FrogRiverOne

🔗 문제 링크

https://app.codility.com/programmers/lessons/4-counting_elements/frog_river_one/start/

❔ 문제 설명

A small frog wants to get to the other side of a river. The frog is initially located on one bank of the river (position 0) and wants to get to the opposite bank (position X+1). Leaves fall from a tree onto the surface of the river.

You are given an array A consisting of N integers representing the falling leaves. A[K] represents the position where one leaf falls at time K, measured in seconds.

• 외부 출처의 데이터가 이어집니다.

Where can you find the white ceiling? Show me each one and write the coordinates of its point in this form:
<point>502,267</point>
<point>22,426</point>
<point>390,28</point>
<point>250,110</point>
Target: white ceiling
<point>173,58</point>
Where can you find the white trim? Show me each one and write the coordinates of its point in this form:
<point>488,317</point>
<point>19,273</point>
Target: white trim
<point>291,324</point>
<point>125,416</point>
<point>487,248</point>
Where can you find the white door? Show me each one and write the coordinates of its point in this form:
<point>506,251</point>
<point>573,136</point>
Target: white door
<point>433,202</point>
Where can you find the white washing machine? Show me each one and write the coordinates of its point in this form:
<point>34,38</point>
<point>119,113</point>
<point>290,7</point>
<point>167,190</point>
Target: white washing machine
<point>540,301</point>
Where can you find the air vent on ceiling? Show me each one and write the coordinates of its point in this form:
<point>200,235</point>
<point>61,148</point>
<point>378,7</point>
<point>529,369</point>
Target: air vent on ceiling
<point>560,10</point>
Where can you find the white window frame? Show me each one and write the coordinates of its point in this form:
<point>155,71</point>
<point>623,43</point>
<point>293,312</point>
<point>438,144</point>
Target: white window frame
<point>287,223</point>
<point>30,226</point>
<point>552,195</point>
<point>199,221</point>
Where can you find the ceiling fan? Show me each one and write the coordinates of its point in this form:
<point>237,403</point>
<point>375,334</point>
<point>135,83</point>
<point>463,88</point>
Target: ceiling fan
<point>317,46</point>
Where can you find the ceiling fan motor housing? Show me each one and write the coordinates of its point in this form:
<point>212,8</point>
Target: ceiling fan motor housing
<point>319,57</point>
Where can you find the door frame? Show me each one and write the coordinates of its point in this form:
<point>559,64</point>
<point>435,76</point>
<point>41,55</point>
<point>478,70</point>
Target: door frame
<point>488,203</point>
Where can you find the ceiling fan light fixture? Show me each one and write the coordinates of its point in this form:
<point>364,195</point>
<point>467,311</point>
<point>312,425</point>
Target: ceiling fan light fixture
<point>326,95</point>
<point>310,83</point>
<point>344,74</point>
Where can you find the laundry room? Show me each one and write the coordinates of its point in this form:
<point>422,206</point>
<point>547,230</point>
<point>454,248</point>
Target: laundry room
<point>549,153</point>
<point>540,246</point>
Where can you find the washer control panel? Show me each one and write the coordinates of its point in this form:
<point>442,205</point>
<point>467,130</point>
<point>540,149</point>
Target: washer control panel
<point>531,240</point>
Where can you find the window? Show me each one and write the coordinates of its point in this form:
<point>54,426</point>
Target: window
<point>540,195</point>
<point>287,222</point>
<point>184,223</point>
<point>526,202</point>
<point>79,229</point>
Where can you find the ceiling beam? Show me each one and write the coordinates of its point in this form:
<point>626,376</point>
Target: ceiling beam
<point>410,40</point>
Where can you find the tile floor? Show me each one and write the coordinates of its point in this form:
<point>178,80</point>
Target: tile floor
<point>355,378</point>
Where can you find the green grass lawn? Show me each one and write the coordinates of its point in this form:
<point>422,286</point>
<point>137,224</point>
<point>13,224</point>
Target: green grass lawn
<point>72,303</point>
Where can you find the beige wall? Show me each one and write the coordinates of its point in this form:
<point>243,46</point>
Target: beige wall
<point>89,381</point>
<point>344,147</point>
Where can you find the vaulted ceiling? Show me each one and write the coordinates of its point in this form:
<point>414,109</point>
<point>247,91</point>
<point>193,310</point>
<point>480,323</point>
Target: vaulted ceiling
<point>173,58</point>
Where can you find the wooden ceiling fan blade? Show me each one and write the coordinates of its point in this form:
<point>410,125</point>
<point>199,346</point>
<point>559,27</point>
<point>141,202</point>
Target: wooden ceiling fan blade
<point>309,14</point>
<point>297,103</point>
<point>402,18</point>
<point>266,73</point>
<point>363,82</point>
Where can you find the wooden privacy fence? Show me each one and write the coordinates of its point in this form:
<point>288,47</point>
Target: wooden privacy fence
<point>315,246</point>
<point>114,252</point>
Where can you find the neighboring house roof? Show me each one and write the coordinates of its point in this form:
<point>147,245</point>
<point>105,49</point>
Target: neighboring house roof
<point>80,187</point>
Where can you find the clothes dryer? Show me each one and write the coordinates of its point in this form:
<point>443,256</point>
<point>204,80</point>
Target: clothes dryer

The goal is to find the earliest time when the frog can jump to the other side of the river. The frog can cross only when leaves appear at every position across the river from 1 to X (that is, we want to find the earliest moment when all the positions from 1 to X are covered by leaves). You may assume that the speed of the current in the river is negligibly small, i.e. the leaves do not change their positions once they fall in the river.

For example, you are given integer X = 5 and array A such that:

A[0] = 1
A[1] = 3
A[2] = 1
A[3] = 4
A[4] = 2
A[5] = 3
A[6] = 5
A[7] = 4

In second 6, a leaf falls into position 5. This is the earliest time when leaves appear in every position across the river.

Write a function:

def solution(X, A)

that, given a non-empty array A consisting of N integers and integer X, returns the earliest time when the frog can jump to the other side of the river.

If the frog is never able to jump to the other side of the river, the function should return −1.

For example, given X = 5 and array A such that:

A[0] = 1
A[1] = 3
A[2] = 1
A[3] = 4
A[4] = 2
A[5] = 3
A[6] = 5
A[7] = 4

the function should return 6, as explained above.

⚠️ 제한사항

• N and X are integers within the range [1..100,000];

• each element of array A is an integer within the range [1..X].

💡 풀이 (언어 : Java & Python)

쉽게 풀었다. set를 이용해서 중복값을 없애주며 나온 숫자를 넣어준다. 조건에서 등장하는 숫자는 범위가 X이하라고 했으므로, set의 길이가 X가 되는 순간이 바로 1부터 X까지 숫자들이 모두 등장하는 순간이다. 시간 복잡도는 $O(N)$

Java

import java.util.HashSet;

class Solution {
    public int solution(int X, int[] A) {
        HashSet<Integer> set = new HashSet<>();
        for (int i = 0; i < A.length; i++) {
            set.add(A[i]);
            if (set.size() == X)
                return i;
        }
        return -1;
    }
}

Python

def solution(X, A):
    # A의 위치 값들의 중복을 제거하기 위한 set 선언
    check = set()
    for i in range(len(A)):
        check.add(A[i])
        # 도중에 check의 길이가 X와 같아지면 모든 나뭇잎이 채워졌으므로 i=시간초 반환
        if len(check) == X:
            return i
    # for문을 다 돌았는데도 함수가 안끝났으면 못가는 케이스이므로 -1 반환        
    return -1